La fin des financements publics aux énergies fossiles ?
L’avis de la Cour internationale de justice porte d’ailleurs explicitement sur les financements publics aux énergies fossiles. Celui-ci les déclare « illicites », alors qu’en 2023, selon l’Agence internationale de l’énergie (AIE), plus de 600 milliards de dollars de subventions publiques soutenaient directement la production et la consommation d’hydrocarbures dans le monde.
En plus des subventions publiques, les États devront aussi réguler les acteurs privés comme les entreprises pétrolières, « au titre de la diligence requise » pour respecter l’objectif de limiter le réchauffement climatique à 1,5°C d’ici la fin du siècle. Comme le rappelle l’AIE, pour respecter ces engagements, plus aucun nouveau projet d’extraction fossile ne doit voir le jour. Ainsi, l’État français risque d’être poursuivi en justice s’il n’empêche pas des entreprises françaises comme TotalEnergies de développer de nouvelles capacités d’extraction de pétrole.

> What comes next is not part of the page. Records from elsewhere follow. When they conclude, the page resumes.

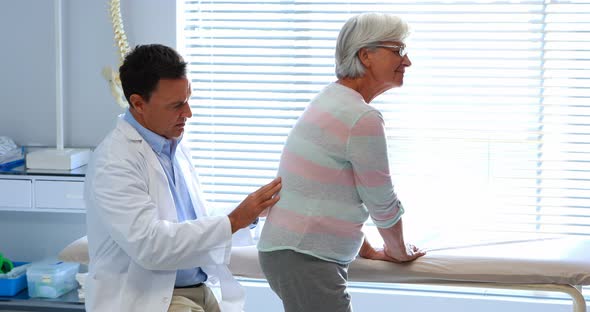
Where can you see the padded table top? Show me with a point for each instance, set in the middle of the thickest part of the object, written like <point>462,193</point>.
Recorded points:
<point>542,261</point>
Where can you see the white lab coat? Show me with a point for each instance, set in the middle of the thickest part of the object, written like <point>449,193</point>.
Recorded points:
<point>135,244</point>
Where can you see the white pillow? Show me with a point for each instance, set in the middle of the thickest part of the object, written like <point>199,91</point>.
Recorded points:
<point>76,251</point>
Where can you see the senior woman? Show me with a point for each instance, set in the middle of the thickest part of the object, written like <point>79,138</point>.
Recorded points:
<point>335,175</point>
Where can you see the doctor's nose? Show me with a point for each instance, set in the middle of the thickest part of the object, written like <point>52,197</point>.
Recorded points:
<point>187,113</point>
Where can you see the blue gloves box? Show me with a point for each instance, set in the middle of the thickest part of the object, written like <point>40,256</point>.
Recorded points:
<point>51,278</point>
<point>12,285</point>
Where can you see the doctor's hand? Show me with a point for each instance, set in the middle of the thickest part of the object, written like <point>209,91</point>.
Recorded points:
<point>255,203</point>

En 2021, « l’affaire du siècle » arrivait déjà à faire condamner l’État français pour « inaction climatique », et une nouvelle étape en justice va arriver en Cour de cassation dans les prochains mois. L’avis de la Cour internationale de justice donnera donc de nouveaux outils à la société civile, alors que les militants écologistes multiplient les recours.
Un avis guidé par la science
Pour arriver à un jugement si ambitieux, la Cour internationale de justice a mis au centre de sa réflexion la science. Elle cite explicitement les différents rapports du Groupe intergouvernemental d’experts sur le climat (Giec), et embrasse pleinement le principe de précaution. Pour les quelques domaines où la science n’a pas clairement tranché, comme l’impact de certaines substances polluantes,« l’absence de certitude scientifique absolue ne doit pas servir de prétexte » à l’inaction.
Tous les regards se portent maintenant vers la COP 30 sur le climat qui aura lieu en novembre prochain au Brésil. Les États devront prendre des engagements pour respecter cette exigence renouvelée, sous peine de poursuites juridiques beaucoup plus importantes qu’auparavant.